16 Does your assessment system distinguish between people who use AI well and people who understand the work deeply enough to know when AI is wrong?
17 If you are using completion rates or quiz scores as your main success metric, what evidence do you have that people can actually perform the work without AI assistance?
18 For any skill that AI tools now automate, have you included an assessment that requires the person to produce work in the old way to show they understand the mechanics?
19 When designing assessments in Docebo or your LMS, does the assessment scenario match the real decisions your people make, or does it test generic textbook knowledge?
20 Have you created separate assessment standards for AI-assisted work versus independent work, and do your learners know which standard applies to their role?

Questions to Ask When Measuring Learning Outcomes

21 When your LMS shows high completion rates for an AI literacy programme, what evidence shows that your people actually changed how they work or think?
22 If you measure success by course completion in LinkedIn Learning or Coursera, how do you know the completion correlated with actual job performance improvement?
23 For leadership development programmes on AI adoption, are you measuring whether leaders understand the risks and limitations of AI, or only whether they can describe AI features?
24 When Degreed reports that someone has completed a learning path, does that data tell you whether the person can now make better judgements in their work?
25 Have you tracked whether people who complete AI literacy programmes actually use AI more thoughtfully, or do they simply use it more often?
26 For skills where you have introduced AI tools, can you measure whether people retained their ability to do the work without those tools?
27 If your success metric is learner engagement or quiz scores, what would cognitive fragility look like in those metrics, and would you recognise it?
28 When you report learning outcomes to leadership, can you distinguish between people who are AI-proficient and people who have genuine capability in the underlying domain?
29 For any skill your organisation identified as strategically important, do you have a measurement baseline from before AI introduction so you can detect any loss of capability?
30 Have you asked your managers whether their teams now make better decisions, or have you only asked whether teams completed their assigned courses?

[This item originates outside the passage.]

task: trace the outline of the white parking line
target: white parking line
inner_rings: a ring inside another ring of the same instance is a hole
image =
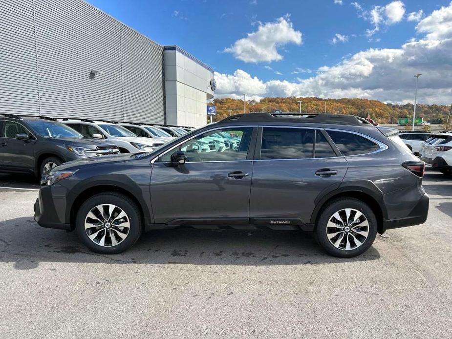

Questions to Ask When Your Organisation Considers Skipping Traditional Learning

31 When a department says ChatGPT can now do the work of a training course, do you know whether people understand the underlying skill or just know how to prompt an AI tool?
32 If you are considering replacing a technical training programme with access to AI tools, have you defined what skills you will lose if people never learn the work manually?
33 When leadership suggests that onboarding new hires can be shorter because they can now use AI assistance, have you considered whether they still need to build foundational understanding?
34 For roles where you have decided AI can handle most routine tasks, are you still teaching people the basics of the domain, or only teaching them to manage AI outputs?
35 If your Degreed or LMS data shows that people are spending less time on learning than before, does that reflect better efficiency or a gap in foundational capability development?
36 When you consider removing a skills development programme because AI tools now exist, what is your plan if those AI tools fail or produce harmful outputs in your context?
37 Have you consulted with your subject matter experts and senior practitioners about which parts of traditional learning are irreplaceable, or have you relied only on AI recommendations?
38 For any skill you are considering automating through AI, do you have evidence that your people can recognise when an AI output is wrong in that domain?
39 If you skip teaching people how to do work manually because AI now does it, how will your organisation build the next generation of experts who can evaluate and improve AI?
40 When making decisions about which programmes to cut or shorten, have you defined what cognitive capabilities you are willing to lose?